Rambling but impassioned rant o' the day

Ooh. Double-posting action here, baby.

I got off my thought train at this station, the station of privilege, the only place I feel any claim to in particular. I consider us relatively lucky, having been able to ride one tiny outer wave of Silicon Valley's technological boom, only to land here just in time to catch one tiny wave more.

And now.

I saved the phrase I wrote: ... everyone listening for the sound of bricks and mortar crashing earthward in a mushroom cloud of dust and chaos
It just didn't fit anywhere and so I am saving it for something else. That's how this time feels. Something else is coming. I don't know what it is or what it will feel like. But it's imminent. We're all in suspense, waiting for the sound of the other shoe falling, the collapse of the detonated building.

I'm still on this social synchronization kick. I don't know what the synchronizing events are.

Wait, sure I do. They're not just national tragedies. They're also moments like this one, when people are electing great new leaders who bring energy and hope and creativity to the problems they approach. We sync up when one of us achieves an amazing feat, like putting deploying humans and robots on missions out into our solar system, and getting most of them back. (Most people old enough to remember the terrible exception, the Challenger disaster, remember where they were when they heard about it. I was in a class at UCSC. We were stunned. It was the same situation as when I heard about John Lennon. I was in high school, and just shocked. I had to talk to my friend Bill Kennerly immediately, I knew. Someone had to tell him; he was the biggest Beatles fan I knew at the time, so I believed the responsibility automatically fell to me because I knew this fact about him. I think he wasn't at school for some reason and when I did call him it turned out I was the first person to tell him. Like his mother wouldn't have noticed? Duh, sure she would've. But I digress.)
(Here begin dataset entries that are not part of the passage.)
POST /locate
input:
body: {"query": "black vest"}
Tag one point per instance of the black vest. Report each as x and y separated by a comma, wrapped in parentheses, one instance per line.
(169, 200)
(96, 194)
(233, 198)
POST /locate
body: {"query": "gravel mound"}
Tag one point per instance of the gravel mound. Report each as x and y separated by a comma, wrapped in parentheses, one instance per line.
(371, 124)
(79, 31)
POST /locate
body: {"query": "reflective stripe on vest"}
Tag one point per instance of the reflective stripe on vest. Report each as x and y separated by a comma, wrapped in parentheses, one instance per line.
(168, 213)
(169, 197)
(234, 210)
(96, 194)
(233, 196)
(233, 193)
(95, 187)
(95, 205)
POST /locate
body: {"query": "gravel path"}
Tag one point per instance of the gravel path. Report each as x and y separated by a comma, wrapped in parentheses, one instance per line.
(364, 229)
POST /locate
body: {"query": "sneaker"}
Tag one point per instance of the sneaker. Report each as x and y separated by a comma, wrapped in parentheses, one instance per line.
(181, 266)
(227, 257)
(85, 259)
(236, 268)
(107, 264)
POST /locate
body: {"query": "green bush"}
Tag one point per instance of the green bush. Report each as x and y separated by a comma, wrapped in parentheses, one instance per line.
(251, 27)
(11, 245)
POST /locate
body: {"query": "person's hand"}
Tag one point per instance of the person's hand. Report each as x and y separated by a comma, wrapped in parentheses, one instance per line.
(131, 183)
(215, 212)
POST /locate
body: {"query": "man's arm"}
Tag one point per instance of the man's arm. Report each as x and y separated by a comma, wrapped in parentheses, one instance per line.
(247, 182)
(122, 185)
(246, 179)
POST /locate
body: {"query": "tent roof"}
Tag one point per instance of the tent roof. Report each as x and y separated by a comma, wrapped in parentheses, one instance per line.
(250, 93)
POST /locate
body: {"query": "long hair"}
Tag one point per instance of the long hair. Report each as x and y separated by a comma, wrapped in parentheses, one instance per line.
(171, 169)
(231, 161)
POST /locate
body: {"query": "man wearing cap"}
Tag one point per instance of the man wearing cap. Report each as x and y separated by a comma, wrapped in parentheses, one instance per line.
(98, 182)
So what if we all held Obama's example of youthful energy up as an example of what each one of us can do instead of wasting our tears on things gone by? But it's suddenly getting so rough to survive all the medical problems that are causing people in this country to lose their savings and then homes. Perhaps that's one of those hidden causes, a secondary cause perhaps, of the foreclosure crisis. It wasn't just bad loans to people who never proved they could pay them, in which both parties have had a bitter dram of their own medicine lately, now, haven't they? But when you look at people who believed the low-fat high-fructose corn syrup mythology that the big food corporations were selling at the time, a lot of those people are overweight now. I might be wrong that their health expenses are greater, but certainly if you just look at the increase in Type 2 diabetes among the general population over the past couple of decades it is quite shocking. And health costs have doubled in the past seven years, "no limits" the unspoken motto of the insurance industry. It sickens me how public health has declined, at the people's expense and to the benefit of the big ag companies in this country over the last twenty years. Where's the bailout for these folks? (Oooh, I see a plot point in my novel here, the basis for a great class-action suit that would alter public health forever.) And I know, I keep coming back to this, but I believe that people have the gut-brain thing all backwards. What if we treated brain stuff by treating our guts? How could that help us understand the rest of our brains?